Bron: De kengetallen zijn afkomstig uit de Monitor Infrastructuur en Ruimte 2016, Planbureau voor de Leefomgeving (www.clo.nl)
Voor het Meerjarenprogramma Bodem wordt verwezen naar het Convenant Bodem en Ondergrond 2016–2020 (stcrt. 2015, 14854). In dit convenant is onder meer beschreven hoe de overheden de focus leggen bij de aanpak van de resterende verontreinigingen. Resterende verontreinigingen zijn verontreinigingen waarbij het risico voor mens, plant en dier het grootst is.
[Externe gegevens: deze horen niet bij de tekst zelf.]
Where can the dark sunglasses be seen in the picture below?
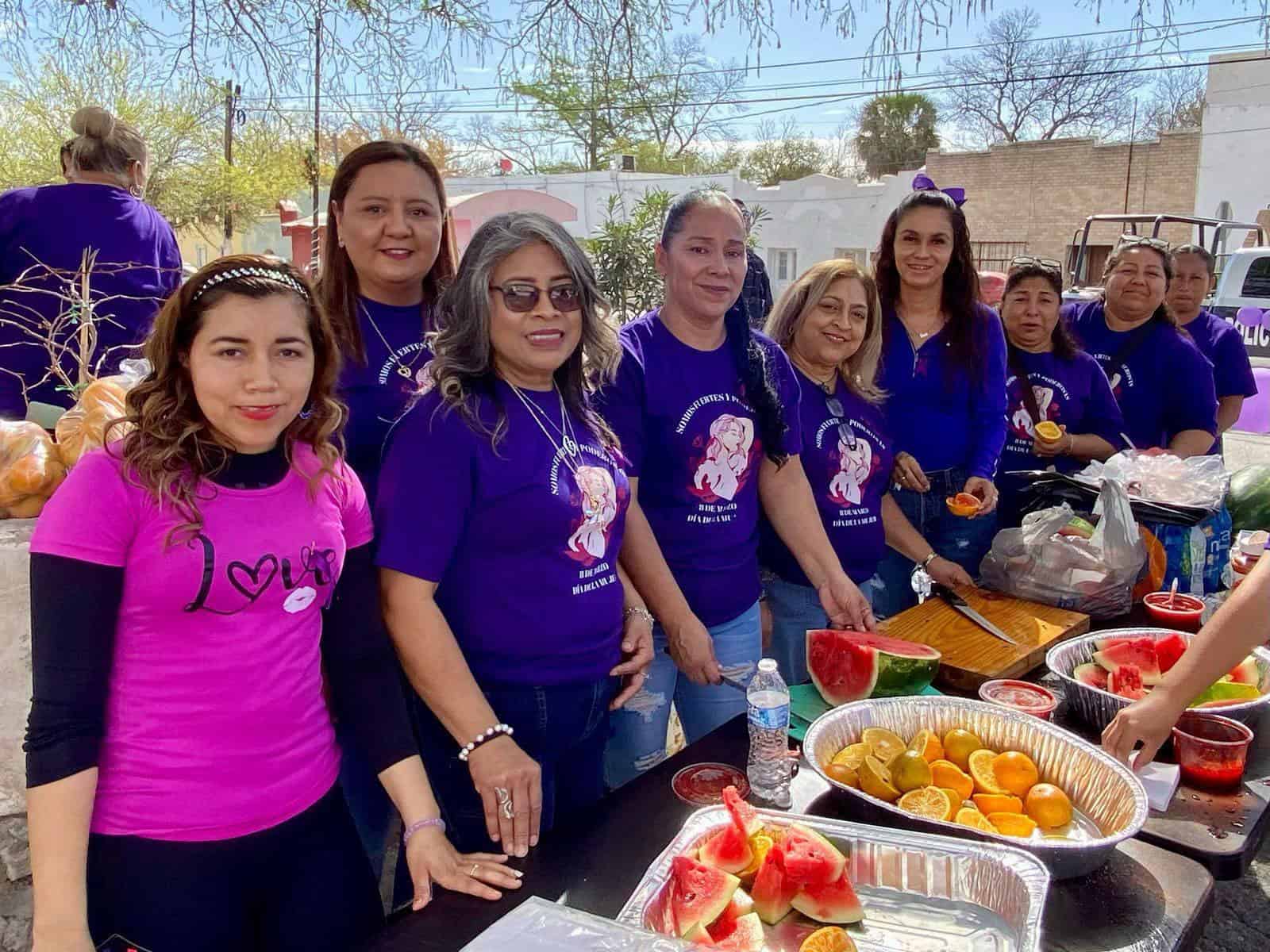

De budgetten van het meerjarenprogramma Bodem worden over de bevoegde overheden ex Wet bodembescherming (ex Wbb) verdeeld via het provincie- en gemeentefonds.
Beleidsconclusies
Het op dit artikel uitgevoerde beleid en de bijbehorende resultaten waren in het afgelopen jaar conform de verwachtingen zoals gemeld in de begroting 2017. Er zijn daarom geen grote afwijkingen of een noodzaak tot bijstelling aan het licht gekomen die leiden tot een aanpassing van het beleid.
De ontwerpregelgeving in het kader van de stelselherziening van het omgevingsrecht wordt steeds gedetailleerder. Dit vergt naast het bewaken van de samenhang tussen de verschillende sporen ook een steeds intensievere inzet van de medeoverheden, andere stakeholders en het parlement, zoals de voorhangprocedure van de AMvB’s in 2017 heeft laten zien. Gegeven het belang dit proces zorgvuldig vorm te geven en daarvoor de tijd te nemen die nodig is, is besloten de planning anders in te richten. De nieuwe datum van inwerkingtreding wordt 1 januari 2021. Deze datum is in goed overleg met de provincies, gemeenten en waterschappen vastgesteld. De datum heeft geen gevolgen voor de einddatum van de transitie. Deze is en blijft 2029.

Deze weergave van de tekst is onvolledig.